Its walls are rendered on the front and southern side, and painted on the northern side and the rear. The hipped corrugated iron roof has a decorative cast-iron comb along the ridges. A double storey verandah featuring decorative cast-iron posts, brackets, balusters and frieze, runs across the front of the house.

On the upper floor there are five French doors with leadlight fanlights and on the ground floor the front door has leadlight fan and sidelights with the name Woolahra incorporated. There are bay windows on either side.
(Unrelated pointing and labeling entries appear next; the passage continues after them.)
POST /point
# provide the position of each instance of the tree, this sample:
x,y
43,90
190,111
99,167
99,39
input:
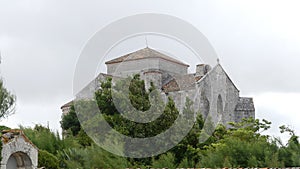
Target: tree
x,y
71,122
7,101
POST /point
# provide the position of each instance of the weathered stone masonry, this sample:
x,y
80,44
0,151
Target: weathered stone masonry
x,y
211,89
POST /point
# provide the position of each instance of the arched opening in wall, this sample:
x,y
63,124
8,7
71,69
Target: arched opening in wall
x,y
19,160
204,106
219,107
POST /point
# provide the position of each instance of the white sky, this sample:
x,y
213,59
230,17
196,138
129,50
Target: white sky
x,y
257,41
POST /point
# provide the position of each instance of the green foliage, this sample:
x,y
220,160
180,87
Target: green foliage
x,y
165,161
241,145
47,140
90,157
7,101
71,122
47,160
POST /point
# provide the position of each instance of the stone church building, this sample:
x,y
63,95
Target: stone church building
x,y
210,88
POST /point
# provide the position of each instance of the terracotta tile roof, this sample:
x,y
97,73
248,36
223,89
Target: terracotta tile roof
x,y
143,54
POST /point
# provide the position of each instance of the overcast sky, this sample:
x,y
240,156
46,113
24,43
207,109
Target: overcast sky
x,y
257,41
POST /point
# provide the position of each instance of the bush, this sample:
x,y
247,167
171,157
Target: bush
x,y
47,160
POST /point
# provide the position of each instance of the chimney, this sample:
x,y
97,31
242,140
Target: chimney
x,y
202,69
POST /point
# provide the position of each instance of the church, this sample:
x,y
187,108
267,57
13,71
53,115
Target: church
x,y
210,88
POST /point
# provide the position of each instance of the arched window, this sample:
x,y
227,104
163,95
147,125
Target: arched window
x,y
220,106
204,106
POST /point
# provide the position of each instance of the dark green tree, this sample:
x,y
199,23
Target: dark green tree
x,y
71,122
7,101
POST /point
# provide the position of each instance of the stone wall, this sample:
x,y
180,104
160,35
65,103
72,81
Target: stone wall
x,y
18,151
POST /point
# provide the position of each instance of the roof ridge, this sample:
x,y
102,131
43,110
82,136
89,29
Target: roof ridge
x,y
143,54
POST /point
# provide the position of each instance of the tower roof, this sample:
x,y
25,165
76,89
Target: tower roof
x,y
144,54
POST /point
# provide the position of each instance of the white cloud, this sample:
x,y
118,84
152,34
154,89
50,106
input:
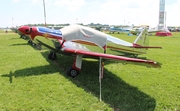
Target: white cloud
x,y
71,5
16,0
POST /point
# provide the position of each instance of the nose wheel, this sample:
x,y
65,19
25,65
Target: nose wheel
x,y
52,56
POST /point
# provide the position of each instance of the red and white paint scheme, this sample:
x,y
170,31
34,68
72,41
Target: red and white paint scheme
x,y
79,41
72,39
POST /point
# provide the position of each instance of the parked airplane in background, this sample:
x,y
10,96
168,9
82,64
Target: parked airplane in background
x,y
137,30
121,29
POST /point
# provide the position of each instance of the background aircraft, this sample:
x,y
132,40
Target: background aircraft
x,y
120,29
79,41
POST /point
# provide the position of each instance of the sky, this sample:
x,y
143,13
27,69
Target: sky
x,y
112,12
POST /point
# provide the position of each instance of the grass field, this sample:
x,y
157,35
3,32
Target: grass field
x,y
29,81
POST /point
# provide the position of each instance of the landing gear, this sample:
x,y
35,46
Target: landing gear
x,y
31,42
52,56
72,72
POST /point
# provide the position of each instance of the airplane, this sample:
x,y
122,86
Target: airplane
x,y
120,29
137,30
76,40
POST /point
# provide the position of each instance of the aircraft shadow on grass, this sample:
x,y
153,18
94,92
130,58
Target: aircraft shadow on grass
x,y
115,92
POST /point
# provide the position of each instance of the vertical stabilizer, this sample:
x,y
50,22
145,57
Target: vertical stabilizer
x,y
142,39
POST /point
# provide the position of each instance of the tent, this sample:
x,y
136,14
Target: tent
x,y
163,34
On the ends of the front wing there are heavily moulded Renaissance style windows which contrast with the simpler Georgian sash windows along the sides and rear of the back wing.
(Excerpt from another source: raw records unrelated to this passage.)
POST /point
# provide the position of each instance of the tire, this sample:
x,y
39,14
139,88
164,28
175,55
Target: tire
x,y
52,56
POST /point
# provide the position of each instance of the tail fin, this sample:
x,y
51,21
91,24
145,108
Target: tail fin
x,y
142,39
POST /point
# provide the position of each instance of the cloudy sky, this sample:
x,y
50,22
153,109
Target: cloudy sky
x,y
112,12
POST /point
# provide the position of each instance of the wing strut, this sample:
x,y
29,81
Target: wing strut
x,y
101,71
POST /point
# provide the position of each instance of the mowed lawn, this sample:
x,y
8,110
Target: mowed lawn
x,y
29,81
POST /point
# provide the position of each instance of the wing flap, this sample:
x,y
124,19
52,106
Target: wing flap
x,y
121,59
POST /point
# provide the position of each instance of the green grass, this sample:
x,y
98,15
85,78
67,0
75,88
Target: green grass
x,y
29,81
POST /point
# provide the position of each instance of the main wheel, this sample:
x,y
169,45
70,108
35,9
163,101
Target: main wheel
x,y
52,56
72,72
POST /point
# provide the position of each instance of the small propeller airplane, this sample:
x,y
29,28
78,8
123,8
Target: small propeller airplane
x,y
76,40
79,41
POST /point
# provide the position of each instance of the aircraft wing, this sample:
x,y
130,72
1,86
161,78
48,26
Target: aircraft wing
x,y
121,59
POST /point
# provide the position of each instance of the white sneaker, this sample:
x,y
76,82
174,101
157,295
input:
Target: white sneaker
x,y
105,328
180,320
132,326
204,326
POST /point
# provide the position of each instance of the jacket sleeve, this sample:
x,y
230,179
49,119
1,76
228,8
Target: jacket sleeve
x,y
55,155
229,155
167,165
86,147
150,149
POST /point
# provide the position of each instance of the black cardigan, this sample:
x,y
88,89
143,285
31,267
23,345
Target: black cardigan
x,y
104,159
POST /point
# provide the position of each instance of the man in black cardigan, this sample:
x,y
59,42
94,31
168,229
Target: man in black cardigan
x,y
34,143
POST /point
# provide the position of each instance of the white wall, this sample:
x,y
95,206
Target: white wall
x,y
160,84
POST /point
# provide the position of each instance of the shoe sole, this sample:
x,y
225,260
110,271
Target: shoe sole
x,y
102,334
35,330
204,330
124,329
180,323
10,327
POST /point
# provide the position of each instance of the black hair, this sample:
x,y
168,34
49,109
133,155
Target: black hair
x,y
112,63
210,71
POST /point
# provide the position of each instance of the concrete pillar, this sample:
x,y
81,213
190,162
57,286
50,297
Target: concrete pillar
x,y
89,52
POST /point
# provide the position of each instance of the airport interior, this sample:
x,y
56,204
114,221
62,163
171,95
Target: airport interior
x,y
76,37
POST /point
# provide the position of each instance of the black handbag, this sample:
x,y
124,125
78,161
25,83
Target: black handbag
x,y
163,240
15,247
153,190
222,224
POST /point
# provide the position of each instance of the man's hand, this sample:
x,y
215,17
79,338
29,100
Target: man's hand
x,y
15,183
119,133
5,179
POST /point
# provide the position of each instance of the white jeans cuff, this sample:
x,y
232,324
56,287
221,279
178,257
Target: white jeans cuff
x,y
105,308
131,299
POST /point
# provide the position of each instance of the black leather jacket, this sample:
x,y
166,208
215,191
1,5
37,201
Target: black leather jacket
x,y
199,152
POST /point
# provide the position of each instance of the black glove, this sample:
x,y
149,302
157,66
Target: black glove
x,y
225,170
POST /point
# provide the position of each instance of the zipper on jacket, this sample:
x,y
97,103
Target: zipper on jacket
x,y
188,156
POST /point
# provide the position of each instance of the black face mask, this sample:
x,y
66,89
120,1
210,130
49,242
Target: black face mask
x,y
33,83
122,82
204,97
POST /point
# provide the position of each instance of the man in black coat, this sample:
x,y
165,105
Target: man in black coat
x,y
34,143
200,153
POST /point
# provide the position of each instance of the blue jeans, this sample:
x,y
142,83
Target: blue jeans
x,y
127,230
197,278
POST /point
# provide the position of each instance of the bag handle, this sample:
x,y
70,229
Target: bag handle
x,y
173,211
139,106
The theme of Georgian simplicity is continued inside the house where the lath and plaster walls and ceilings appear undecorated except for substantial joinery.

== Heritage listing ==
Woolahra was listed on the Queensland Heritage Register on 21 October 1992 having satisfied the following criteria.

The place is important in demonstrating the evolution or pattern of Queensland's history.

As a reflection of the confidence of the 1880s boom.

As an early example of the type of large houses built on the hills to the northeast of the city.

The place is important in demonstrating the principal characteristics of a particular class of cultural places.

As a late illustration of the Georgian style with the addition of renaissance details and ornate verandahs.

The place is important because of its aesthetic significance.

As a late illustration of the Georgian style with the addition of renaissance details and ornate verandahs.